Author's Note: Sorry to all for the longer than usual waiting time for this chapter. I know that it is rather short but By July I will try to have the next chapter up….don't hold me to it though.

Duty & Dignity Chapter 3

Bandaging the man's chest was quite a difficult task. Mr. Hornblower was in such a dire need of air that his chest wouldn't lay still for him to bandage the tube without damaging the lung tissue. It seemed as though he was trying to be still but was losing the battle against his body. This man's life was hanging in the gallows; awaiting the inevitable pull that would suffocate and murder him. Blood continually leaked from the puncture site and Kennedy would finally get the bandage right and have to redo if again. The one thing he would give to Clive was that his help knew how to bandage mighty well.

Mr. Kennedy finally finished and had to return to the "Atropos", after quickly calculating the risk of hoisting the stretcher in with tackles or carrying it over a plank, left instructions for Clive on Mr. Hornblower's new health issues. Horatio would now need anti-infection meds and to have his wounds cleaned at least three times a day. With one last look Kennedy glanced over Hornblower and prayed the entire way in the longboat back to the "Atropos".

His chest hurt like hell. Barely a breath had made it into his lungs in the last half hour and it must be by shear luck that he hadn't slipped into unconsciousness or suffocated. Sitting upright was a hard task because of the lost leverage of his legs; the weight of pressure nearly sent him into spasms from the throbbing pain in his lower extremities. Was it possible for a human being to live through such utter torture? Did his comrades endure this every battle? Questions combated his exhausted mind and threatened to overcome his mental ability to assess his body's problem. His head was beginning to bob at the loss of air and he knew that he soon would lose his sanity and enter delirium if air were not provided to his lungs.

Out of the corner of his eye he saw a man enter followed by Dr. Clive. This was an unknown figure and he seemed to be criticizing Clive for his abominable care of patients. The figure seemed to be answering to Dr. Kennedy; he whirled around in an instant and rushed over to his bed in four quick strides. Kennedy's hair was auburn brown, falling in uneven strands down his forehead, held together in the back by a black band. The color of his skin was an even tan, dark yet light. Though his most prominent feature were deep blue eyes, sparkling in the light cast by the rays of sun through the upper deck. Horatio's mind gathered all this in an instant.

An instant; such an immeasurable amount of time in which anything can happen or go wrong. His wounds were the result of an instant, his pain the result of an instant; even his conception that led to this insurmountable pain was the result of an instant. He could die in an instant, this is how he would wish to die, Horatio did not want to fade into oblivion with disease, he wanted to die in action with the wind on his face and the rain battering his broad cloth.

Dr. Kennedy seemed to be talking to him now, but he could not make out words and his eyesight started to blur. The doctor was now yelling for something and seemed to be under considerable stress. Sitting on a stool nearby the doctor straitened his stock while awaiting the tools he had sent for. Twitching his neck cloth must have been a habit as a child, one that he never grew out of. Pulling the stool closer he continued to procure words from his mind that neither Hornblower could understand in his mental state, nor Clive in his ignorance.

A knife abruptly cut through the skin covering his left lung and agony tormented his brain; breathe and feel pain, or hold his breath and die. The doctor was now thrusting some peculiar instrument down his lung. Suddenly Horatio could breathe, the obstruction was gone. Pain still fought the puncture mark but the pain was welcome as long as he had avoided the ever-nearing delirium. Delirium was new, pain he was long accustomed to.

The doctor was now bandaging his sweaty chest. Kennedy gave him a look that could be interpreted as understanding or judgment clouded with concern. This look gave way to a brick wall in his mind, one that thought all human beings judged one another on the spot, the wall that was built so nobody could tell his emotion; crumbling down in pieces. This look gave Horatio theories to ponder while fighting to survive the next few hours.

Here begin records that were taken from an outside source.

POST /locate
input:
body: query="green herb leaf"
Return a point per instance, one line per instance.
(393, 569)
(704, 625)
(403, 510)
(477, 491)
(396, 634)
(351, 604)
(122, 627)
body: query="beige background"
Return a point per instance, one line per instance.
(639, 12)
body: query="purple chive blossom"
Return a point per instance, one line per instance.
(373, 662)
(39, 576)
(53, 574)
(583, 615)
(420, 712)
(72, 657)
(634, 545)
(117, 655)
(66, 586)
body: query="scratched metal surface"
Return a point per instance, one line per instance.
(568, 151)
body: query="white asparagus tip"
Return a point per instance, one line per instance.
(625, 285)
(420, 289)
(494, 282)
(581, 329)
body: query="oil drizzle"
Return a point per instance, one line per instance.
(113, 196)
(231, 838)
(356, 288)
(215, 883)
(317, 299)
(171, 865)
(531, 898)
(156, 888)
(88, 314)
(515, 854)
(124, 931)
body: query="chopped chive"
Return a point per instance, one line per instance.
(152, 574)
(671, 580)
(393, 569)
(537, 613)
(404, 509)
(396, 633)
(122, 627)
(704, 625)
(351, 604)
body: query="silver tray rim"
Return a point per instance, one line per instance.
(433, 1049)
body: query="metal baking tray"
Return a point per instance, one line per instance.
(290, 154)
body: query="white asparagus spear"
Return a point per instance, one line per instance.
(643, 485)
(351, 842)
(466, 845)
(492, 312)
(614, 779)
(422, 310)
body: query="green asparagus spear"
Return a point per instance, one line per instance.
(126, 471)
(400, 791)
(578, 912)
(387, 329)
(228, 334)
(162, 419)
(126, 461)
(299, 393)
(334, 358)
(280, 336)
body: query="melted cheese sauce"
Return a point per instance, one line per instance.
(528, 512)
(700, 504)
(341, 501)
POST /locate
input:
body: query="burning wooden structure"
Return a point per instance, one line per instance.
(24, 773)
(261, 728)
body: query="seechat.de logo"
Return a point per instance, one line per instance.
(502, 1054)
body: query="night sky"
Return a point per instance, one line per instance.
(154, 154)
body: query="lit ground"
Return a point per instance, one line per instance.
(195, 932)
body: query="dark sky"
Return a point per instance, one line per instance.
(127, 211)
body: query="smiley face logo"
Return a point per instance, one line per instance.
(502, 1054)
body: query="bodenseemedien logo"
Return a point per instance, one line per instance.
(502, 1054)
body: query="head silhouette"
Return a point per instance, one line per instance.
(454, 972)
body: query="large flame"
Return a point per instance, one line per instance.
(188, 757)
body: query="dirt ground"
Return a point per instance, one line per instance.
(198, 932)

His cot was only a measly four feet away at most, yet he was too weary to even bring himself to fall upon it. Hornblower's case had brought back memories from the past, reveries he did not wish to dwell upon. The young man was familiar in a sense to him, perhaps even similar. Both him and Archie couldn't stand being off to the side when they could be of service. Yet, familiar seemed more appropriate. The brown hair and ovular face, which Kennedy had seen so often before, seemed apparent in this man's features.

Archie could not bring himself to become suspicious of this poor lad of a man, not when he would be his most critical patient, not when he might enter surgery with this man alive and screaming to be let from the torture chamber he would surely be in, not when he was as familiar to him as his own son. Not when he was as similar as his own son.